Figure 3: Error rate on ImageNet, with respect to images seen during pre-training, indicating greater sample efficiency in larger models.
Double-Saturating Power Law: The relationship between performance metrics and computing resources follows a double-saturating power law, where both ceiling and floor performance limits manifest. This pattern reflects intrinsic task properties and model limitations.

Methodological Improvements

Significant architectural and training procedural refinements include:

Decoupled Weight Decay: Adjusting weight decay independently for the model's head and body enhances few-shot learning capabilities without compromising pre-training performance.

Figure 4: Dependence of few-shot ImageNet accuracy on weight decay strength, showing improvements with decoupled values for head and body.

Memory Efficient Strategies: The use of Multihead Attention Pooling (MAP) and eliminating the class token address memory overhead challenges. Additionally, optimizer advancements like the use of modified Adafactor reduce memory footprint significantly.
Learning-rate Schedules: Infinite learning-rate schedules with cooldown phases facilitate uninterrupted training durations, optimizing compute usage and allowing multiple experiments from single training runs.
Figure 5: Various "infinite" learning-rate schedules, offering flexibility and efficiency over traditional finite schedules.

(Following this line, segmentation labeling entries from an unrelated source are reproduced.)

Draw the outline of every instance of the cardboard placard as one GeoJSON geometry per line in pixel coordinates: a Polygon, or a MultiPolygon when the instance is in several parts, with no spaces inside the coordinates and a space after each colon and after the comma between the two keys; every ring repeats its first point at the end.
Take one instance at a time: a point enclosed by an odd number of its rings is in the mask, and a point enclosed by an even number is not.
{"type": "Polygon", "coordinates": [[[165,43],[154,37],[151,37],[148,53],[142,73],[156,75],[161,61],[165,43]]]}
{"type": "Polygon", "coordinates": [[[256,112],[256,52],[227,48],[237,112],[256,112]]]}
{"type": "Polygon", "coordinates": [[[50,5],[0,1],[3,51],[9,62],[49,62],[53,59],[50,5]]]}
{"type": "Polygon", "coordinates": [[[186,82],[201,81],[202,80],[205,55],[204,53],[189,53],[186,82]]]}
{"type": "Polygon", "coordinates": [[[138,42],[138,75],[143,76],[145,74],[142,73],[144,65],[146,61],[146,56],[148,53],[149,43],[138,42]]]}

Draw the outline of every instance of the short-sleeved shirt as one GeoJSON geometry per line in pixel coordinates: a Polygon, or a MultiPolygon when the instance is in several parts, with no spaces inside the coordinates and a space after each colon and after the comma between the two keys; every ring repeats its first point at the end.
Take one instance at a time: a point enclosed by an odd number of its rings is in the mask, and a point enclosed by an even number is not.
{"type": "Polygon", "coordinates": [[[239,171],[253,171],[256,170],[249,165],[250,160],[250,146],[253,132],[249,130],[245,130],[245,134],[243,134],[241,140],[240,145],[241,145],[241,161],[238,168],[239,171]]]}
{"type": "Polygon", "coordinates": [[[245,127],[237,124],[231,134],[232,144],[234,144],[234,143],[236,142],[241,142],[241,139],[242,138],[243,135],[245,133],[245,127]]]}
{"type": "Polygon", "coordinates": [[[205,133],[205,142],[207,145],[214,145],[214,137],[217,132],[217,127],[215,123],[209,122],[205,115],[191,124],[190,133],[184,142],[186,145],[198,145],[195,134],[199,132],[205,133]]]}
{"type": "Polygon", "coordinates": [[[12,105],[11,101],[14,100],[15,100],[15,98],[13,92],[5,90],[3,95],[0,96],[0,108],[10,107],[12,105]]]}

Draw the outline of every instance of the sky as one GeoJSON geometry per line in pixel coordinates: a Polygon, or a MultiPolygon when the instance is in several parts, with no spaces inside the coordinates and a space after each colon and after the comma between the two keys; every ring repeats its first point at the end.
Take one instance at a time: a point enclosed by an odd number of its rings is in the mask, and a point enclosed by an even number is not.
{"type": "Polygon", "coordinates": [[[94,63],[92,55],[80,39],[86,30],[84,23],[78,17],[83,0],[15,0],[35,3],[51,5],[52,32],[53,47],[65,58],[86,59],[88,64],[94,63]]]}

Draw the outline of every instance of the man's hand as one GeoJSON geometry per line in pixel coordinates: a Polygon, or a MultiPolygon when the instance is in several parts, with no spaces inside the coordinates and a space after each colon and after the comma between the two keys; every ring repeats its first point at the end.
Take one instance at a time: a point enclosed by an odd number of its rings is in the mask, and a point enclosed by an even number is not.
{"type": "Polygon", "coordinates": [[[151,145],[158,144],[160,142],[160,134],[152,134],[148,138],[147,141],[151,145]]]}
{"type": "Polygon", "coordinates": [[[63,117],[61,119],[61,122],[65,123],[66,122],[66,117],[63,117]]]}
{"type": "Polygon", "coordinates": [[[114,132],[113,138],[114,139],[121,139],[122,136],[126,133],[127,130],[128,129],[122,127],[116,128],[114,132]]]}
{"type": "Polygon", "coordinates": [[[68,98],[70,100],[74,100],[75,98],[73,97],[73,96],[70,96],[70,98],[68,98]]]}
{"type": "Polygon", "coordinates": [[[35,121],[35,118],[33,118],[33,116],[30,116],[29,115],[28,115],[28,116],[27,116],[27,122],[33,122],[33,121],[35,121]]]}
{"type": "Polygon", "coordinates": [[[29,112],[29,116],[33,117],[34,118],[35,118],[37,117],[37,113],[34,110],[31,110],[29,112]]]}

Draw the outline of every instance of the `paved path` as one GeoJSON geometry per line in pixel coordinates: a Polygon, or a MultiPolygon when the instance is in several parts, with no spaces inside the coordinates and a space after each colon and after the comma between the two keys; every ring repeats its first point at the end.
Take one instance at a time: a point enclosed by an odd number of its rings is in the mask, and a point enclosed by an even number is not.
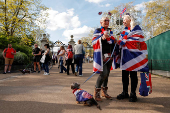
{"type": "MultiPolygon", "coordinates": [[[[114,98],[99,102],[103,109],[100,111],[95,106],[77,105],[70,89],[72,82],[83,83],[92,74],[92,64],[83,65],[83,77],[58,72],[56,65],[50,70],[49,76],[42,75],[43,72],[0,74],[0,113],[170,113],[168,78],[153,75],[153,93],[148,97],[137,94],[138,102],[130,103],[116,99],[122,91],[121,71],[111,71],[108,93],[114,98]]],[[[93,94],[97,76],[81,88],[93,94]]]]}

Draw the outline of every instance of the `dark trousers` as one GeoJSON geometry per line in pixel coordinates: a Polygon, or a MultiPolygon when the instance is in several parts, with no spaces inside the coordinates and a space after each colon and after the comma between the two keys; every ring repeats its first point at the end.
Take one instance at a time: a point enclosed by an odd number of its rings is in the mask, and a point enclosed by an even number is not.
{"type": "Polygon", "coordinates": [[[136,88],[138,85],[137,71],[122,70],[123,91],[128,92],[129,74],[130,74],[130,78],[131,78],[131,92],[136,93],[136,88]]]}
{"type": "Polygon", "coordinates": [[[75,69],[74,69],[74,64],[72,63],[73,59],[68,59],[67,62],[67,74],[69,75],[69,70],[70,70],[70,65],[71,65],[71,69],[72,69],[72,73],[75,73],[75,69]]]}
{"type": "Polygon", "coordinates": [[[106,65],[103,66],[103,72],[100,72],[100,75],[96,82],[96,88],[101,88],[101,86],[107,87],[111,66],[112,61],[109,61],[106,65]]]}

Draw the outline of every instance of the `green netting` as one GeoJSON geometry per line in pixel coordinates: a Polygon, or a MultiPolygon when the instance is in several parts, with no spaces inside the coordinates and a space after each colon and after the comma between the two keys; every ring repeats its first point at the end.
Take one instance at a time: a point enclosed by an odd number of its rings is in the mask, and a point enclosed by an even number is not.
{"type": "Polygon", "coordinates": [[[170,30],[146,41],[149,68],[170,71],[170,30]]]}

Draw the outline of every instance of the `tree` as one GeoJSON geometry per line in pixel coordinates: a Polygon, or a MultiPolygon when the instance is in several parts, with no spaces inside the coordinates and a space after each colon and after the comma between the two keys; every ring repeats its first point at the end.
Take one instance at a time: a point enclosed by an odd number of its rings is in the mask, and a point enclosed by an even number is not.
{"type": "Polygon", "coordinates": [[[34,30],[39,28],[36,22],[45,21],[45,18],[37,18],[41,16],[40,12],[46,9],[40,0],[0,0],[0,23],[3,24],[3,32],[7,36],[22,38],[34,35],[34,30]]]}
{"type": "Polygon", "coordinates": [[[145,31],[156,36],[170,29],[170,1],[156,0],[145,3],[146,15],[143,26],[145,31]]]}
{"type": "MultiPolygon", "coordinates": [[[[120,13],[125,7],[126,7],[126,12],[124,14],[129,13],[130,15],[133,15],[135,19],[137,19],[137,21],[140,21],[140,18],[142,18],[141,10],[136,10],[136,6],[133,5],[133,2],[121,4],[117,7],[114,7],[114,9],[110,11],[112,16],[108,16],[108,17],[110,19],[110,28],[112,28],[114,37],[117,39],[119,38],[120,32],[124,28],[123,25],[119,26],[119,20],[122,19],[120,18],[120,13]]],[[[104,15],[108,15],[108,13],[104,13],[104,15]]]]}

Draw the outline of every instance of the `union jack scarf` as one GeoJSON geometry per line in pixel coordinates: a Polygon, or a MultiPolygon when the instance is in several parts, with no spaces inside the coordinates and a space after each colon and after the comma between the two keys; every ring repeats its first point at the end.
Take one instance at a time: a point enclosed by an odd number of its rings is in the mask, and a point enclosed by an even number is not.
{"type": "Polygon", "coordinates": [[[122,46],[120,68],[126,71],[149,72],[147,45],[144,41],[142,29],[136,25],[132,31],[125,28],[120,40],[125,43],[122,46]],[[123,37],[123,38],[122,38],[123,37]]]}
{"type": "MultiPolygon", "coordinates": [[[[107,38],[107,42],[109,44],[113,44],[115,38],[113,37],[113,32],[108,28],[110,37],[107,38]]],[[[102,43],[101,39],[104,34],[105,29],[103,27],[98,28],[94,31],[93,39],[92,39],[92,45],[94,49],[94,61],[93,61],[93,72],[96,72],[97,70],[103,71],[103,55],[102,55],[102,43]]]]}

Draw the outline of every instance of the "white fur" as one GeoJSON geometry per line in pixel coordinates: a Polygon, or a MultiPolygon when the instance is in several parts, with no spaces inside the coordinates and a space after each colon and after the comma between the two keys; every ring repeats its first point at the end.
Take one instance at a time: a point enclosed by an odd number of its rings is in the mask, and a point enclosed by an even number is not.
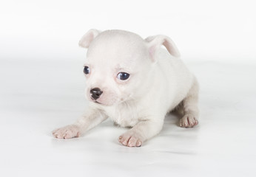
{"type": "Polygon", "coordinates": [[[176,107],[183,114],[181,127],[198,125],[198,84],[169,38],[156,35],[143,40],[122,30],[90,30],[79,45],[88,48],[88,110],[75,124],[54,131],[54,136],[79,136],[110,117],[120,126],[132,128],[119,142],[138,147],[160,132],[166,114],[176,107]],[[130,76],[121,80],[119,72],[130,76]],[[97,102],[91,97],[93,88],[103,91],[97,102]]]}

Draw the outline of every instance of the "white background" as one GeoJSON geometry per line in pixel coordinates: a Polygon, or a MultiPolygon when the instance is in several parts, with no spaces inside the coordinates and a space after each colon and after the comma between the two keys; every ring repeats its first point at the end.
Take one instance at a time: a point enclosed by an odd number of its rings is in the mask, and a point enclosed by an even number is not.
{"type": "Polygon", "coordinates": [[[0,7],[1,58],[75,59],[80,38],[96,28],[165,34],[193,59],[255,60],[253,0],[12,0],[0,7]]]}
{"type": "Polygon", "coordinates": [[[1,1],[1,176],[255,176],[254,1],[1,1]],[[200,125],[141,148],[110,121],[79,139],[51,131],[86,106],[80,38],[90,29],[169,36],[201,85],[200,125]]]}

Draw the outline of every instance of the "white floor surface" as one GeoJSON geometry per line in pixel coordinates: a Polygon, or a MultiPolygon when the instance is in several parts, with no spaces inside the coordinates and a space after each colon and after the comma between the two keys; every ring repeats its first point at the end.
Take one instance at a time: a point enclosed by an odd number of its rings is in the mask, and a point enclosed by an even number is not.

Implications and Future Directions

The findings hold substantial implications for the application and future research of ViTs in visual recognition tasks. By elucidating the nuances of scaling laws and providing a framework for efficient large-scale model training, this paper paves the way for further developments in efficiently deploying massive ViT models in diverse real-world contexts. Future explorations could further generalize these concepts to other visual domains or integrate with hybrid architectures that blend CNNs and Transformers.

Conclusion

The research delineates the critical elements necessary to harness the full potential of Vision Transformers through methodical scaling, innovative training strategies, and comprehensive evaluation. These insights provide a robust foundation for the continued advancement and application of ViT models across increasingly complex visual tasks.